Mas, Juhola apontou que ele e Stulberg embarcaram no projeto antes de, segundo suas palavras, "trans se transformar em uma palavra da moda". Ao desejarem documentar a luta de uma pessoa transgênero por seus direitos, os cineastas estavam intrigados com o apoio ferrenho dos Mathis à sua filha.

"Eles são realmente a primeira geração de pais a permitir que seus filhos pequenos se expressem de acordo com o gênero com o qual se identificam", disse Juhola. "Muitas pessoas transgênero mais velhas que conhecemos, que apenas mudaram de gênero aos 40, 50 ou 60 anos, disseram: 'Meu Deus, não consigo nem mesmo imaginar quão diferente teria sido minha vida se tivesse tido pais como esses'."

Os problemas dos Mathis com a Escola Primária Eagleside começaram no final de 2012, quando o diretor lhes disse que Coy, que começou a se identificar como menina quando tinha apenas 18 meses, não poderia mais usar o banheiro feminino. Àquela altura, Coy, trigêmea que tem um irmão e uma irmã, juntamente com duas outras irmãs, já vivia como menina há algum tempo, vestindo vestidos brilhantes com babados e usando cabelo comprido, e era identificada como menina nos prontuários médicos e documentos legais.

No documentário, os Mathis descrevem a miséria de Coy em seus primeiros anos, quando o casal (Jeremy é um ex-militar e Kathryn uma fotógrafa free-lancer) a vestia como menino.

Sofrendo de ansiedade, Coy se recusava a sair, raramente sorria, tinha colapsos quando ordenada a entrar na fila dos meninos na escola e perguntava aos pais quando a levariam a um médico para a remoção de seu pênis. (Essa operação não estava nem está sendo planejada.) "Era como era", disse Jeremy Mathis no filme. "Não se tratava apenas de uma fase".

Após serem informados pelo diretor, os Mathis entraram em contato com Michael D. Silverman, diretor-executivo do Fundo de Educação e Defesa Legal dos Transgênero, que escreveu ao conselho de educação, na esperança de uma solução. A resposta do conselho (citando preocupações em relação a outros alunos compartilhando o banheiro à medida que Coy crescesse) levou os Mathis a retirarem seus filhos da escola.

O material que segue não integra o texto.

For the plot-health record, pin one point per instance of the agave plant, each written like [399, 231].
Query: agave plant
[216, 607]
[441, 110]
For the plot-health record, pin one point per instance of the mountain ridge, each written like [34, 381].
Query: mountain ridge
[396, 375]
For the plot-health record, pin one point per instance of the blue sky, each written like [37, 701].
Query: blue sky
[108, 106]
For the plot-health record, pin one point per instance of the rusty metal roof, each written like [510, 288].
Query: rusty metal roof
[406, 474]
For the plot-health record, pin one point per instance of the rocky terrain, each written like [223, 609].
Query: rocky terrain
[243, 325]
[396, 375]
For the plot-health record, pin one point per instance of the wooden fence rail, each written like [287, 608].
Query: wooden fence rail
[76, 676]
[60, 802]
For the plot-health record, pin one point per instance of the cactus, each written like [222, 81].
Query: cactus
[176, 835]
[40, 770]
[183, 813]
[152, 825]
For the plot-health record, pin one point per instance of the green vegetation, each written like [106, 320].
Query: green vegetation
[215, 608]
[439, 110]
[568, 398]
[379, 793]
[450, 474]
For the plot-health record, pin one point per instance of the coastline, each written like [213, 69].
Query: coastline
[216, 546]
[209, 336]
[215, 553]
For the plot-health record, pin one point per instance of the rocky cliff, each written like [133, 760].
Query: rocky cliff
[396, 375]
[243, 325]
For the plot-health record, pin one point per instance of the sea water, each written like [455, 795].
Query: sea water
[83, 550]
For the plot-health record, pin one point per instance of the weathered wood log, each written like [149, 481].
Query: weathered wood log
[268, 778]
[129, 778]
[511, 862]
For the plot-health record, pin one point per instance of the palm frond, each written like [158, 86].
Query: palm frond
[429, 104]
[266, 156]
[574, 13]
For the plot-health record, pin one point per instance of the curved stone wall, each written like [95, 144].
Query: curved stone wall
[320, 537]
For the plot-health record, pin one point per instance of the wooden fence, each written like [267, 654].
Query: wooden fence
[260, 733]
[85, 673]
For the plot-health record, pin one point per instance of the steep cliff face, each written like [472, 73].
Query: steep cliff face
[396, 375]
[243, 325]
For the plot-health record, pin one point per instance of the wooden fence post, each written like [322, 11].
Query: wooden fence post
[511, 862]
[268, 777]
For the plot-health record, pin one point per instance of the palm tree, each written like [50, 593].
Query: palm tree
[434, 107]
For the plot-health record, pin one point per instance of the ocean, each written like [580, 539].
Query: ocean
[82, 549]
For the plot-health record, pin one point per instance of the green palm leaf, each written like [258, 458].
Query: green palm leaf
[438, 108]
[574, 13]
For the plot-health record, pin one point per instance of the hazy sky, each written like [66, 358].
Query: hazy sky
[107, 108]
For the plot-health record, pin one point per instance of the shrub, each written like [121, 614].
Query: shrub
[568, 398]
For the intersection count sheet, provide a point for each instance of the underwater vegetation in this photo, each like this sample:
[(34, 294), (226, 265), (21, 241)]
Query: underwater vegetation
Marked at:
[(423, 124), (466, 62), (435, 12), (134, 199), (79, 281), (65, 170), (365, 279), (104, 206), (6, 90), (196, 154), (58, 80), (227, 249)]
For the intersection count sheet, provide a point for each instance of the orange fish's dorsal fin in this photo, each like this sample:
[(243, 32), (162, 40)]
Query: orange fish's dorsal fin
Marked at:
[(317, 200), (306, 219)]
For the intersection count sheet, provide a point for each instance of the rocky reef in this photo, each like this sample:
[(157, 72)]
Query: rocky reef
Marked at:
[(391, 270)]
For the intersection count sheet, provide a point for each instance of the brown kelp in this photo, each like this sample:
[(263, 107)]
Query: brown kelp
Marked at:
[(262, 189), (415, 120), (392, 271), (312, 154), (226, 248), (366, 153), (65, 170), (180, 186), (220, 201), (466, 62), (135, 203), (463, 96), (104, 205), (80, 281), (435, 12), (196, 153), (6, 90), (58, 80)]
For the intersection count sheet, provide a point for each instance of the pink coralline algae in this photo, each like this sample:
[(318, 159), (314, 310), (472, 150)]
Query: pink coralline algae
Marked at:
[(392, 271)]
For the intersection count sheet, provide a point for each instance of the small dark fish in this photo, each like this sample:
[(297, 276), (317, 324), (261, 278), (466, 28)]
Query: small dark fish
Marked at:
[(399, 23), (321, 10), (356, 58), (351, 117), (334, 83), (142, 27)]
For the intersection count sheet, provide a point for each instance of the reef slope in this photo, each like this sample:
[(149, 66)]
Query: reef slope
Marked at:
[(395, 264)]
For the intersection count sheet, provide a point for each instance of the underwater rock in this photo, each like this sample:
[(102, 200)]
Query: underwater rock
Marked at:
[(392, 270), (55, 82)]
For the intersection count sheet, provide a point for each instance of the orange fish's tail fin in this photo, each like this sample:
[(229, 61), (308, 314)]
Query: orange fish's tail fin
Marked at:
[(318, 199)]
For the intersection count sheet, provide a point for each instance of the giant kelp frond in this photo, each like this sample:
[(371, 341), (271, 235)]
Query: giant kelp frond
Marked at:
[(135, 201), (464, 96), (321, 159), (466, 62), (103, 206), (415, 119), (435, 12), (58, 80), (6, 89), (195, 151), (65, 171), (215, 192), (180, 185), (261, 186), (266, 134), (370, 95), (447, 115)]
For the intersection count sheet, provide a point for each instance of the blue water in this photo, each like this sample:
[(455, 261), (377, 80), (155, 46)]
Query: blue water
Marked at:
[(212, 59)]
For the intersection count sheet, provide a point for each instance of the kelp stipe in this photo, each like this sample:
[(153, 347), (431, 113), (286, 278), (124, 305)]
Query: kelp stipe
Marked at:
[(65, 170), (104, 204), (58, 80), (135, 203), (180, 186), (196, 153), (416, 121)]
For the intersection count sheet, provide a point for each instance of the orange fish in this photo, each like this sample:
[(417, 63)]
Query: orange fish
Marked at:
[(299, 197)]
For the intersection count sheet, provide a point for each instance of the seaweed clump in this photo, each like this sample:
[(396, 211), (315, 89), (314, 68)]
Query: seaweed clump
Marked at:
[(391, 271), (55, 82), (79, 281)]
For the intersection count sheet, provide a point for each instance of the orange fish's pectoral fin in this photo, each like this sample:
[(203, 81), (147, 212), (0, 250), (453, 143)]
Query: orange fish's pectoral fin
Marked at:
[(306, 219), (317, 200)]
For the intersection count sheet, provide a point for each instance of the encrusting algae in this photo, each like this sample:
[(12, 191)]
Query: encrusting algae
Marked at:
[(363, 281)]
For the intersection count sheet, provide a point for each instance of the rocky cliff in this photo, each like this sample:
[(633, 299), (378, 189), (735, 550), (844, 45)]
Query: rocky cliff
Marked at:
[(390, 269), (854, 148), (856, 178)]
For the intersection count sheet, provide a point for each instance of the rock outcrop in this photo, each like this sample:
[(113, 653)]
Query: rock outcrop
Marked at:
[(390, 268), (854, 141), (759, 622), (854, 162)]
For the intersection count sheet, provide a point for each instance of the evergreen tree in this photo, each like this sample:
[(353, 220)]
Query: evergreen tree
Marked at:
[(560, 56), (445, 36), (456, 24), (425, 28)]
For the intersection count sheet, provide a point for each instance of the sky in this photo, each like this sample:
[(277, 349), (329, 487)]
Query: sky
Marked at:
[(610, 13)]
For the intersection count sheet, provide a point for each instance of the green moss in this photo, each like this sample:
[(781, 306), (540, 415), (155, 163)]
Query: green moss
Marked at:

Após algumas discussões profundas, disse Silverman, a família concordou que a melhor ação era levar o caso a público. Ao mostrarem quão dolorosamente normal eram Coy e sua família, eles dariam uma face (uma face adorável, travessa) a uma questão com a qual muitas pessoas na época não apenas não estavam familiarizadas, mas que também era estigmatizada e temida.

"O fator motivador era: como podemos criar as condições para que Coy possa vencer?", disse Silverman em uma entrevista. "Não estava claro se, sem falar publicamente, as pessoas poderiam entender o que estava em jogo."

O mesmo raciocínio provavelmente levou os Mathis, que não responderam aos pedidos de entrevista para este artigo, a também concordarem com o documentário, disse Juhola.

Apesar da pressão da mídia parecer ter sido aguda, como mostrado no filme, o pior em grande parte se passou após seis meses, em meados de 2013, quando a junta de direitos civis do Colorado decidiu a favor dos Mathis, repreendendo a escola por seu "tratamento severo e impróprio" e pela criação de um ambiente "hostil, intimidante ou ofensivo".

Juhola disse que, até onde sabe, os Mathis continuam estabelecidos e bem-vindos em sua nova comunidade, onde Coy, que completará 10 anos, vive feliz como menina.

"Ela não quer ter que explicar quem é nem quer falar sobre como é diferente", diz Kathryn Mathis no filme. "Ela apenas quer ser."